Do you know how to keep your smartphone’s battery healthy?
4 Jan, 2018BUSINESSINSIDER.SG
You may have been hastening the death of your phone’s battery with your charging habits.
Charging to 100%, or overnight? Fully discharging before plugging in? These common practices can shorten the usable life of your battery, according to Cadex, a company that offers devices that test smartphone batteries, among others.
How to best extend the life of batteries has been a prime topic since Apple disclosed last month that it was slowing down iPhones with degraded batteries to prevent the devices from shutting down unexpectedly.
It turns out that if you want to delay having to replace your battery or buy a new phone, there are specific percentage levels within which you should keep your phone’s battery.
Here’s how to – and how not to – charge your phone.
Just plug it in whenever you can, even if it’s for a few minutes, and you’ll be fine.
“Partial charges cause no harm,” according to Battery University.
Battery University says that so-called deep discharges – when you use your phone until only a small portion of its battery life is left – wear down batteries.
Samsung echoes that advice in a blog post offering tips on how to extend your phone’s battery life.

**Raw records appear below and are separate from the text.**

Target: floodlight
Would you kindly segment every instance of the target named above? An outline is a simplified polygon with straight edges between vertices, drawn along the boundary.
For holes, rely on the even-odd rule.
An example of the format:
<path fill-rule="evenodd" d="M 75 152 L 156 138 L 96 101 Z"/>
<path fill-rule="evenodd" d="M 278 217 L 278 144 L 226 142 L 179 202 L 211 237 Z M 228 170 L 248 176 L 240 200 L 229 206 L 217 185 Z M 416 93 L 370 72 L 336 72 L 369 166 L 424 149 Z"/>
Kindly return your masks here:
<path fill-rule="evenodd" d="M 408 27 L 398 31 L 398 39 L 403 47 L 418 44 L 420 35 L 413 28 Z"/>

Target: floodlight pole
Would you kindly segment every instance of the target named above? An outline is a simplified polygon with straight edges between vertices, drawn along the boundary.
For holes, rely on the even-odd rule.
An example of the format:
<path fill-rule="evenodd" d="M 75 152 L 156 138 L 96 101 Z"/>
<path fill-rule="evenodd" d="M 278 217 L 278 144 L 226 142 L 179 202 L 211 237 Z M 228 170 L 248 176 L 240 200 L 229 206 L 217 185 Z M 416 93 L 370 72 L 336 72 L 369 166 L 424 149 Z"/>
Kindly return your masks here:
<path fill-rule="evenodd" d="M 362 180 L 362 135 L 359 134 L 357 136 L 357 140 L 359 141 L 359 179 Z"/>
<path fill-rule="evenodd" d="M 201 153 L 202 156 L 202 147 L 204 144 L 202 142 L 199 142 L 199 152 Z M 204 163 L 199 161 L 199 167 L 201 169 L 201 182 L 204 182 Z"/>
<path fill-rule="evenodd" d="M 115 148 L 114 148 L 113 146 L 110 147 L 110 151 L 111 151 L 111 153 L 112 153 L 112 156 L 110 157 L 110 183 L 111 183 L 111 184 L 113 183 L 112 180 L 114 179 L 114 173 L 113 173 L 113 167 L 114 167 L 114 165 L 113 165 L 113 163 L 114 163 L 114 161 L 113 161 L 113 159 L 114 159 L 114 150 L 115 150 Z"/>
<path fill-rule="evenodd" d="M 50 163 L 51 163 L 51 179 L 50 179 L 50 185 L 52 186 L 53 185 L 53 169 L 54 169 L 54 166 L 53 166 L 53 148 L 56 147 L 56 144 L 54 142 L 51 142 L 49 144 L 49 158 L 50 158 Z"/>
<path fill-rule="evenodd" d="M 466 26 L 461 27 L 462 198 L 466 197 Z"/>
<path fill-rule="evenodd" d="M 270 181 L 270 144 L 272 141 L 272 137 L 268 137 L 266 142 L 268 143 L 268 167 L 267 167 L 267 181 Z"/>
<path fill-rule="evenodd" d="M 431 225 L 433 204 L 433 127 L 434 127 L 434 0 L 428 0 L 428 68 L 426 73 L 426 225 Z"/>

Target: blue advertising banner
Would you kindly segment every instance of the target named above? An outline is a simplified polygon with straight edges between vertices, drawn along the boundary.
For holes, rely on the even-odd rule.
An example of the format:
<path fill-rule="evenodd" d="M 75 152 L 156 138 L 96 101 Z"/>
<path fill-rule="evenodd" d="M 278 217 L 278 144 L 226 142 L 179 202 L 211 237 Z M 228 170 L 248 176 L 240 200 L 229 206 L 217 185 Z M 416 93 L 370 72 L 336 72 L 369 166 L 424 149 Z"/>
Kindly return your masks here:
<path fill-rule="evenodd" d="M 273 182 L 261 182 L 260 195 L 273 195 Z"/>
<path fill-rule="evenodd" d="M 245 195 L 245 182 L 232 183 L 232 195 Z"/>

According to Battery University, the lithium-ion battery in your smartphone will last longest if you keep it 65% to 75% charged at all times.
Clearly, it’s impractical to always keep your phone charge between those levels – but at least you know what’s ideal.
The second-best charge range for batteries inside smartphones is 45% to 75% – probably a lot more realistic for most people on a day-to-day basis than 65% to 75%.
You could even develop a daily routine to plug in your phone at particular times to keep its charge within those levels.
But you have some wiggle room. If you typically keep your phone’s charge level between 25% and 75%, you most likely won’t cause too much long-term damage.
Charging your phone’s battery to 100% from a low 25% – or pretty much any amount – can reduce its capacity and shorten its lifespan.
According to Battery University, lithium-ion batteries do “not need to be fully charged, nor is it desirable to do so.”
“In fact, it is better not to fully charge,” it says, “because a high voltage stresses the battery” and wears it out in the long run.
I’ve seen a lot of debate about the effects of charging your smartphone overnight.
But if charging to 100% causes the most damage to a phone battery’s lifespan, you should probably cut it out.